Despite awareness about benefits of breast milk for the newly born child there are cases where mothers aren't able to breastfeed their child. The reasons might be different but the impact of children not getting breastfed is not desirable. "One of the biggest reason in my clinical experience for mothers not breastfeeding their child is lack of awareness. Still there are communities where awareness has to reach about benefits of breastfeeding. Most patients are able to understand the benefits of breastfeeding when it is explained to them. However there are traditional barriers too that at times prevent a child from getting breastfed. There are misconceptions too in our society that often refrain mothers from breastfeeding their children" said Dr Dwivedi.

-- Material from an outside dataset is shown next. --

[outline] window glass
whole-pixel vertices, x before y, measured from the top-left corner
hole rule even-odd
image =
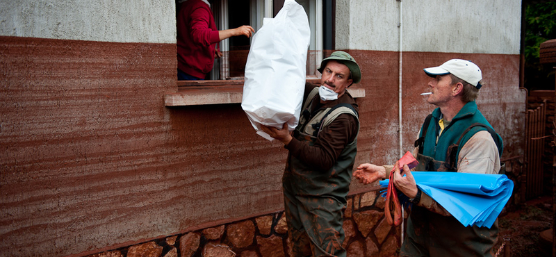
[[[322,59],[323,42],[327,35],[328,47],[333,46],[333,31],[331,30],[331,3],[334,0],[296,0],[307,13],[311,27],[311,44],[307,52],[306,74],[309,78],[318,78],[320,74],[316,70]],[[243,25],[250,25],[255,31],[262,26],[264,17],[277,13],[284,5],[283,1],[274,0],[209,0],[218,30],[234,28]],[[323,5],[325,6],[323,7]],[[323,8],[327,13],[323,21]],[[272,10],[273,12],[272,12]],[[269,11],[269,10],[270,11]],[[323,22],[325,24],[323,24]],[[332,24],[333,24],[333,22]],[[326,30],[326,32],[323,31]],[[331,31],[332,32],[331,33]],[[331,44],[330,42],[332,42]],[[244,76],[245,63],[249,53],[251,38],[244,36],[232,37],[220,42],[223,56],[215,60],[210,79],[241,79]]]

Using bottles to feed milk to children is also not advisable. "We should avoid feeding milk to children using bottles as first of all, it is very difficult to ensure that bottles are adequately cleaned and sanitised. This increases the risk of children contracting infections during bottle-feeding which is detrimental to their health and a very undesirable happening. Secondly the risk of aspiration pneumonia in bottle-fed children is four-to-five times more than breastfed children. This is because the milk can go to the wind-pipe of the children when bottle-fed putting the child in danger" said Dr Dwivedi.

Children should be breastfed for the first six months of their life as it has a very positive, desirable and profound outcome on rest of their lives.